General

A screw up not quite faster than the speed of light

An experiment that claimed to clock neutrinos travelling faster than the speed of light, a result which, if true, would have upended modern physics as we know it, may have been fatally flawed. Glitches in the GPS system used to synchronize atomic clocks in the study may have tainted the outcome, according to a number of sources.

Science Insider broke the news Wednesday, simultaneously thrilling skeptics in the physics community and breaking hearts among those who had hoped to form the vanguard of a new time-travelling elite. Citing “sources familiar with the experiment” Edwin Cartlidge wrote that “a bad connection between a fiber optic cable … and an electronic card in a computer” appears to account for the 60 nanoseconds faster than light speed the neutrinos were timed travelling between two research centres in Europe.

After tightening the connection and then measuring the time it takes data to travel the length of the fiber, researchers found that the data arrive 60 nanoseconds earlier than assumed. Since this time is subtracted from the overall time of flight, it appears to explain the early arrival of the neutrinos.
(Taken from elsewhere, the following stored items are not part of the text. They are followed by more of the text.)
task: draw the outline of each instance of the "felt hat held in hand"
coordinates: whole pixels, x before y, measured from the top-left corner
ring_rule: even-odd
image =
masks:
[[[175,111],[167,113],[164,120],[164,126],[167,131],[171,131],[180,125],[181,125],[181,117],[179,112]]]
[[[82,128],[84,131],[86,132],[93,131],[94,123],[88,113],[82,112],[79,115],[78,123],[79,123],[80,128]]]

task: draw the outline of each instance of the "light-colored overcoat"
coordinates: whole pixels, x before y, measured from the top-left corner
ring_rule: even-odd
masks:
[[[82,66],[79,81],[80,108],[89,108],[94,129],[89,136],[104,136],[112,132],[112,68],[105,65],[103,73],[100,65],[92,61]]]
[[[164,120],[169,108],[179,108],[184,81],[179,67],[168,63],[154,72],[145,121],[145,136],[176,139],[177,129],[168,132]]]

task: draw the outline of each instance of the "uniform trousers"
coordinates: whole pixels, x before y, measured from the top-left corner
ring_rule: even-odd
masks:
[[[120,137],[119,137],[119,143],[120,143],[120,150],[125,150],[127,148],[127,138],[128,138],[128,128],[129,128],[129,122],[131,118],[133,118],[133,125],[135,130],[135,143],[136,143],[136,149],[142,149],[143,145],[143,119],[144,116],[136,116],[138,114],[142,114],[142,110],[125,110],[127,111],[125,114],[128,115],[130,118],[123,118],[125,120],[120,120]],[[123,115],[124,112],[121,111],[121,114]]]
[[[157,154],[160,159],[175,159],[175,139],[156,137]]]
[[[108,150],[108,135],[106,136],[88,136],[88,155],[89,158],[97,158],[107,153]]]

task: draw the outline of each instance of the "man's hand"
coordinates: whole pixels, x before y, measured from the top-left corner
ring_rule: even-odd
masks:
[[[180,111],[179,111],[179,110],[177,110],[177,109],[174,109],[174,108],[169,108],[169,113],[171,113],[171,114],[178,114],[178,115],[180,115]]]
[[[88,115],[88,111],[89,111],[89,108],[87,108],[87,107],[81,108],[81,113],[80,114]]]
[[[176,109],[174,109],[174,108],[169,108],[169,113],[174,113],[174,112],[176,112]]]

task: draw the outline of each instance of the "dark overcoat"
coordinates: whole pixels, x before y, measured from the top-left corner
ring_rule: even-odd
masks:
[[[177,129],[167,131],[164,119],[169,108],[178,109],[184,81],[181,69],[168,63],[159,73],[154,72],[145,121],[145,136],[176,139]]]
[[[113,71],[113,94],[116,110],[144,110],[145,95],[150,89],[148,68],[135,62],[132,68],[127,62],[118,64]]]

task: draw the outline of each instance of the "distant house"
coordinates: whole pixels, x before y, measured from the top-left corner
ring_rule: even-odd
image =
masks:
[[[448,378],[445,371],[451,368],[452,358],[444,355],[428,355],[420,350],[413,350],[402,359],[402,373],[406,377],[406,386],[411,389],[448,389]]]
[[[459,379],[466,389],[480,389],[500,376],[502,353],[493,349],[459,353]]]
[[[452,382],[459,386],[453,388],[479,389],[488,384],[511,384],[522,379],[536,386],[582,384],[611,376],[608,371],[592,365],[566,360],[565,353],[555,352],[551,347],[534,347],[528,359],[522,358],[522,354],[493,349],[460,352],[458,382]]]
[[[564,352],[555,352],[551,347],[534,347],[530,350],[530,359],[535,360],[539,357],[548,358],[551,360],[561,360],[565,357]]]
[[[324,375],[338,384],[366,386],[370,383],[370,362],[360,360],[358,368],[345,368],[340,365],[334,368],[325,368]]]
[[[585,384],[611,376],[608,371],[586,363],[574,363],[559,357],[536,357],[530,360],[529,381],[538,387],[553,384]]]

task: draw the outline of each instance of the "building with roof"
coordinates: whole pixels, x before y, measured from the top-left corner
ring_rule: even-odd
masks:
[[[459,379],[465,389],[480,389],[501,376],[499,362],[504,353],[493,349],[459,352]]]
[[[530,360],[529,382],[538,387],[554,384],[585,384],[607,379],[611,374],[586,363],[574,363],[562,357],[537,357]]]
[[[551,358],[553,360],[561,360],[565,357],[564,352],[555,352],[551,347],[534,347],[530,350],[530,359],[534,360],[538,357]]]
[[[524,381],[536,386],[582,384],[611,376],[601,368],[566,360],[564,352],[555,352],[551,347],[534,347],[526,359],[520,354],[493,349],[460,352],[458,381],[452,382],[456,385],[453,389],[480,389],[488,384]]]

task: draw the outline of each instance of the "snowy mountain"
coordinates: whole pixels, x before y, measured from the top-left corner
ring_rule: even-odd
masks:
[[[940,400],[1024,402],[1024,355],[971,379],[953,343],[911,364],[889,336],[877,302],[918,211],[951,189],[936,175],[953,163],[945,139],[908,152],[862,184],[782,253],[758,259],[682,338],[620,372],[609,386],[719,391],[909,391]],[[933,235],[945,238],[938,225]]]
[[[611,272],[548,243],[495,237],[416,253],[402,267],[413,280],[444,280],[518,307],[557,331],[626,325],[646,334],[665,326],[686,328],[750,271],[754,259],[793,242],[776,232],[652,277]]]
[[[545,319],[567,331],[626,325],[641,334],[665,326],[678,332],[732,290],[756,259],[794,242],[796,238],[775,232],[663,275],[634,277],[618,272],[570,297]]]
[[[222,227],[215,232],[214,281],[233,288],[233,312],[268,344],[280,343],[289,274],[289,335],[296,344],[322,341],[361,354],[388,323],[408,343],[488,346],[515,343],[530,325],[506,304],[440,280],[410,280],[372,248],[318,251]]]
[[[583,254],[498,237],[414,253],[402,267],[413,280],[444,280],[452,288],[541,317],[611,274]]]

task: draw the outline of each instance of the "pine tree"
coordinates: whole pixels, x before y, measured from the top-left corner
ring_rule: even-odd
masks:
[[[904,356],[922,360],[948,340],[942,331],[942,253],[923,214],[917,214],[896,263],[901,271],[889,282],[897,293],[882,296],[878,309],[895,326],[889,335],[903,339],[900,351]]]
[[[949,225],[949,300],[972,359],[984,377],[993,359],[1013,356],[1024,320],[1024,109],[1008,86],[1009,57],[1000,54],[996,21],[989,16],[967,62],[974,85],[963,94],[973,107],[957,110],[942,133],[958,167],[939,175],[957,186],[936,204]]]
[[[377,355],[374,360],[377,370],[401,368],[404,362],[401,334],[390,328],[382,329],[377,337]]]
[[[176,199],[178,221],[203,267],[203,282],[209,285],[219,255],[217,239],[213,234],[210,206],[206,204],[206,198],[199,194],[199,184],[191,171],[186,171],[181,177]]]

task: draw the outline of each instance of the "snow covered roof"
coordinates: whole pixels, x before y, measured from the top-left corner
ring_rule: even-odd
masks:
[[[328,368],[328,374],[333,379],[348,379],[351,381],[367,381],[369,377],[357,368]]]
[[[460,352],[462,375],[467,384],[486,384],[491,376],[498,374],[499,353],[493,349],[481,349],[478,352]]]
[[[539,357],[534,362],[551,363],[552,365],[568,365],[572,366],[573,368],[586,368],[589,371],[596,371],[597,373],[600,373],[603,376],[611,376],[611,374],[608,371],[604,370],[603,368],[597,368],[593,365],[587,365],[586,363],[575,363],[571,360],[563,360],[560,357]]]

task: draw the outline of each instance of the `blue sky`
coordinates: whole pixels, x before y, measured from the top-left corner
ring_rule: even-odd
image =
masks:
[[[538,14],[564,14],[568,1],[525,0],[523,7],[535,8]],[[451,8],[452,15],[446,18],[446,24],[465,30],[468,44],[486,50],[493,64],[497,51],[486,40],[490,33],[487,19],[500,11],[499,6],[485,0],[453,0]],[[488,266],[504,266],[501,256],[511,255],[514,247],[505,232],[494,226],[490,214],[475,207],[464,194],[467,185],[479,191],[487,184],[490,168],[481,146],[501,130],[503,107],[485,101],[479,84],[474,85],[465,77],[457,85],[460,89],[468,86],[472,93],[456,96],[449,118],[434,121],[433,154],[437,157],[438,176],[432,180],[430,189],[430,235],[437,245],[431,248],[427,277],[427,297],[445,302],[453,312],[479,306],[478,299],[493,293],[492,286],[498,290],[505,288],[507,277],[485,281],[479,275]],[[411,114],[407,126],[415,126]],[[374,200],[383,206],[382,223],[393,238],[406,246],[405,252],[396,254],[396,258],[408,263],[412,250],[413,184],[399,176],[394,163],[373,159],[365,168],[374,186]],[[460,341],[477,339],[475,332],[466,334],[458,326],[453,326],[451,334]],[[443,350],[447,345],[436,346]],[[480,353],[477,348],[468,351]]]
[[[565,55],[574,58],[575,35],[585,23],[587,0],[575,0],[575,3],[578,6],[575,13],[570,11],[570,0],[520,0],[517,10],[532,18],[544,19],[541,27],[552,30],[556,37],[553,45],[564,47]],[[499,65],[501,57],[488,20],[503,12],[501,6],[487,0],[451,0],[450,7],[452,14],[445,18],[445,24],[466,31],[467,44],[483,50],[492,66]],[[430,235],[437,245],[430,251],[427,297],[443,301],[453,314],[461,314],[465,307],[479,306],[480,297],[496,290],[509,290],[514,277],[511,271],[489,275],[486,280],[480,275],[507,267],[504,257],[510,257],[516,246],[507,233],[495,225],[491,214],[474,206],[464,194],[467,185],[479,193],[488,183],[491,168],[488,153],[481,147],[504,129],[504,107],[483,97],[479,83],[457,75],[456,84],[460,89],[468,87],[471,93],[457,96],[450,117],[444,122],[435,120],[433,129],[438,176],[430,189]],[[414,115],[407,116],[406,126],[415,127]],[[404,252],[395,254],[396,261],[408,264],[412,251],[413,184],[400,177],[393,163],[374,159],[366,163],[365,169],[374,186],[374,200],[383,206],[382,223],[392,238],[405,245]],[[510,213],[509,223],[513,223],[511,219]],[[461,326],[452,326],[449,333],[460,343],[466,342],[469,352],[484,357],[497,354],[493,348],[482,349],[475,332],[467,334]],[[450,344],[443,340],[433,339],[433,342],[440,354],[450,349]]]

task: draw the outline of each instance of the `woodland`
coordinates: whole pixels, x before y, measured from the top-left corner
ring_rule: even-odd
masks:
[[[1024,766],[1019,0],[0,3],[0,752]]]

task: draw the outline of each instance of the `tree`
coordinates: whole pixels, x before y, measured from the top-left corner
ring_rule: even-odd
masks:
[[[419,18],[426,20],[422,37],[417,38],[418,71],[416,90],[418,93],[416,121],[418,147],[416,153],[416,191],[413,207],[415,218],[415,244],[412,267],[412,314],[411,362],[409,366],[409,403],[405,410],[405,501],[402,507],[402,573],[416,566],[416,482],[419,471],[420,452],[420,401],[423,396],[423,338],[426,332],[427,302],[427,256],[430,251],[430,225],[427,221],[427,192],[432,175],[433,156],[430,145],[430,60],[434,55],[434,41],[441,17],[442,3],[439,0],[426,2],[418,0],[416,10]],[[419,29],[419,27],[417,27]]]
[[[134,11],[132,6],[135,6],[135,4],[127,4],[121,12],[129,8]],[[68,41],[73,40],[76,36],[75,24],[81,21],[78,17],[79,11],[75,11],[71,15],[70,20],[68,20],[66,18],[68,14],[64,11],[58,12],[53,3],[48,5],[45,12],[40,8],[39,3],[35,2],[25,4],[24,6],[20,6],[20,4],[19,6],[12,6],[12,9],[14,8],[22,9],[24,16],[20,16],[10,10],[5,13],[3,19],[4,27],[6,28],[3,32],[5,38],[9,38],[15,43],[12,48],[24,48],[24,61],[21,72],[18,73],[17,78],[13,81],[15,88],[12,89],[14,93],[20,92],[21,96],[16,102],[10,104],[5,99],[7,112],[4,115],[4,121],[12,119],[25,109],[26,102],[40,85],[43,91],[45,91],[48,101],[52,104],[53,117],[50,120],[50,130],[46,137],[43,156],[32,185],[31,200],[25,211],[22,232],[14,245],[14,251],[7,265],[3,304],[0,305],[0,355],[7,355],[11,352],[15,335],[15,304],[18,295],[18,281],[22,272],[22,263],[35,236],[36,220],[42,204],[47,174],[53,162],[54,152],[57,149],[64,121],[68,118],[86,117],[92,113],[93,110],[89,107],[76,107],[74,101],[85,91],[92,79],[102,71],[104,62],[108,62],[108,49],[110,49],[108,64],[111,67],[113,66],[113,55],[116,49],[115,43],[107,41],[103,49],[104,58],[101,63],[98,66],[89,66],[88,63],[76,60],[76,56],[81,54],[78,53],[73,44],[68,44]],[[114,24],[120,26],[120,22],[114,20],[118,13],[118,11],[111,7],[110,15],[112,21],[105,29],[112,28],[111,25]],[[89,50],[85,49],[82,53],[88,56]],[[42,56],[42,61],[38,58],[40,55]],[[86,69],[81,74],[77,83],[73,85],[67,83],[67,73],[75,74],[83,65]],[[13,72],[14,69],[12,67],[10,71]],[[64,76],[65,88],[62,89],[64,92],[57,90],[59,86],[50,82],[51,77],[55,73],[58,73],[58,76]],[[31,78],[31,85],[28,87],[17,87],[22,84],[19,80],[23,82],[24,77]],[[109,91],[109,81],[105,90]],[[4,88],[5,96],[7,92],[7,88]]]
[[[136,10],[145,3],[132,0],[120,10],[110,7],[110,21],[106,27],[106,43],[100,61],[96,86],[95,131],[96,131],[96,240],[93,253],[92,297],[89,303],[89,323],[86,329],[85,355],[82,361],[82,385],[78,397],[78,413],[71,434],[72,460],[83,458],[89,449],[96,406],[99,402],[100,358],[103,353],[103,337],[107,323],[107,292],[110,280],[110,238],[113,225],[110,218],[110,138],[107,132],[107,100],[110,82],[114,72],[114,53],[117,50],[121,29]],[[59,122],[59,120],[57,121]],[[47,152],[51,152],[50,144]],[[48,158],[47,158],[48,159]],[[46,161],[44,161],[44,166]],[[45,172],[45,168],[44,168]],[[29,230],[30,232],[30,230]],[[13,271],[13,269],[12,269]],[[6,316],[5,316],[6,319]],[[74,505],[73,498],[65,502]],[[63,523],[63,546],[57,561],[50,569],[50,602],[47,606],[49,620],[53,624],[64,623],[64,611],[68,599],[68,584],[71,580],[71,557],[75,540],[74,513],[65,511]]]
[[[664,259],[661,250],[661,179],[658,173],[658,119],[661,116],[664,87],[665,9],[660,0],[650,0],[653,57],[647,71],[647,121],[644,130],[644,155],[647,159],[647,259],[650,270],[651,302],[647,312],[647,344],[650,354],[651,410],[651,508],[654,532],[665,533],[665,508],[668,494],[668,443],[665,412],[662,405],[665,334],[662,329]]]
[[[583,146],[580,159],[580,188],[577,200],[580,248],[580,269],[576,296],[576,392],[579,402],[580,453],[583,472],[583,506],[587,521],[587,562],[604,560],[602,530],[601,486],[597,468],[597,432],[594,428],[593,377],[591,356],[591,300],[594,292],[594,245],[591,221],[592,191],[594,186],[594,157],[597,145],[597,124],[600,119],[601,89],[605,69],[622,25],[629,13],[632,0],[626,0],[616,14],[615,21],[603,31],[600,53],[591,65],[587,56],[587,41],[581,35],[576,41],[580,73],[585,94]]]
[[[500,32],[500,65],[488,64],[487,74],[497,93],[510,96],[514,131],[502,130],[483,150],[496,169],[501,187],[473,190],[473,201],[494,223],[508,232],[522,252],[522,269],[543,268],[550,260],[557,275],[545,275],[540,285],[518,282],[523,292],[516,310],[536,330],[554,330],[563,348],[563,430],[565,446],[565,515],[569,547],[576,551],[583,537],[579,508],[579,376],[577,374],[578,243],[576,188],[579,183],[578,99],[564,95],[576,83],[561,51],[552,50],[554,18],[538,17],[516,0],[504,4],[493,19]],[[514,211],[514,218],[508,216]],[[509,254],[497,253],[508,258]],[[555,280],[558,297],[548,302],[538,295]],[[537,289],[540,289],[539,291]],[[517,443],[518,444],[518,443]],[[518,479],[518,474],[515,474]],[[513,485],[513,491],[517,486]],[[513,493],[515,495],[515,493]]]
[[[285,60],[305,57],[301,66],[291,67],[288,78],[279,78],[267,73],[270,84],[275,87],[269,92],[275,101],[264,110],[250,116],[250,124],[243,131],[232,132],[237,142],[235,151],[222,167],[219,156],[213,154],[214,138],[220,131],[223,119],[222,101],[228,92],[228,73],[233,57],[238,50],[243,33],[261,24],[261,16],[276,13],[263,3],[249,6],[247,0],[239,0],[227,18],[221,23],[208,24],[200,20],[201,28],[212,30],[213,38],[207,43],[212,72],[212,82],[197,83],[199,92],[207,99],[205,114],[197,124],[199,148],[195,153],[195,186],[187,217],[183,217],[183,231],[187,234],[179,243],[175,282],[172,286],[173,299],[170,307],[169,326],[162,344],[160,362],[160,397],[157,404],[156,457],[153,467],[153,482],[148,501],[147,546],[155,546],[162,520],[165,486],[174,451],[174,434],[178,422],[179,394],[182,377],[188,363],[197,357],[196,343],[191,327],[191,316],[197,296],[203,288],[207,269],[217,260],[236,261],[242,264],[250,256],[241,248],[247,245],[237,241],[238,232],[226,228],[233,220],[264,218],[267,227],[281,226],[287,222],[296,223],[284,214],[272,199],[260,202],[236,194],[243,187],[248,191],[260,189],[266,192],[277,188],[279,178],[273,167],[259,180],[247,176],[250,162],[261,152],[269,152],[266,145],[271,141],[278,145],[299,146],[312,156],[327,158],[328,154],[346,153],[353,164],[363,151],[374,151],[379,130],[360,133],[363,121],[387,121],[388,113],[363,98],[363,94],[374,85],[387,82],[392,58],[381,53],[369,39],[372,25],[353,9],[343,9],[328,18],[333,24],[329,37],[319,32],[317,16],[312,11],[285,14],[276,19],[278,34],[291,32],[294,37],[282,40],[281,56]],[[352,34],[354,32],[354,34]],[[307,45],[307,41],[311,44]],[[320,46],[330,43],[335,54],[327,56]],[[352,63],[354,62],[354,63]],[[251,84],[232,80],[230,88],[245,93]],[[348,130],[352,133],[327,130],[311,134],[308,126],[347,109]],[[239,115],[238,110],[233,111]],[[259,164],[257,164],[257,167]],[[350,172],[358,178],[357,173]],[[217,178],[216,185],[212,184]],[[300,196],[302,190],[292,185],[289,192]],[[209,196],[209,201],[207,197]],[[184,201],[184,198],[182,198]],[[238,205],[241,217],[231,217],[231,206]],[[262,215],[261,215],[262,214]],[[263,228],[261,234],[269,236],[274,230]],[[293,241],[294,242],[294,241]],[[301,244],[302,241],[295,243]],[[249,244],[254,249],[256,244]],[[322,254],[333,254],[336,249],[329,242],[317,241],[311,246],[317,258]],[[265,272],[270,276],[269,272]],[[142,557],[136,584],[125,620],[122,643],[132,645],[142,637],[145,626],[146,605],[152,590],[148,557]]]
Later Wednesday, researchers at OPERA began circulating a statement acknowledging two possible problems with the experiment, Nature reported:

First, the passage of time on the clocks between the arrival of the synchronizing signal has to be interpolated and OPERA now says this may not have been done correctly. Second, there was a possible faulty connection between the GPS signal and the OPERA master clock.

Our own Nick Kohler wrote about the initial experiments in this magazine in November. It’s worth going back and reading his entire story, but just to give you a sense of how revolutionary these results would have been if confirmed, here’s a chunk:

(S)cientists working on the so-called OPERA experiment at the European Organization for Nuclear Research (CERN) outside Geneva generated blasts of neutrinos and sent them south, through the rocky subterranean precincts beneath the Alps, then high into Italy’s Apennines mountains, where, near the city of L’Aquila, they popped up in a neutrino detector at the underground Gran Sasso National Laboratory—a distance, all told, of some 730 km. The latest OPERA findings appear to back those earlier results—the neutrinos arrived a shocking 60 billionths of a second or so faster than a beam of light.

Should that result hold up, physicists will either have to scrap Einstein’s theory of special relativity or accept a range of phenomena now confined to science fiction—for example, that an observer travelling past a swift-flying neutrino would witness the particle hurtling backwards in time and appear at its destination before beginning its journey. The confirmation, made by scientists working on the collaborative OPERA experiment, generated enormous international chatter among physicists, who remain skeptical of the results but who must nevertheless contemplate what it would mean if a faster-than-light, or “superluminal,” neutrino proves real. Such a development would upend everything we know about the concept of “causality,” opening up the possibility of time travel at the subatomic level, and even suggesting the existence of new, hitherto unknown dimensions. More than that, it might require us to contemplate the possibility of wormhole portals connecting a Geneva suburb with the mountains of central Italy.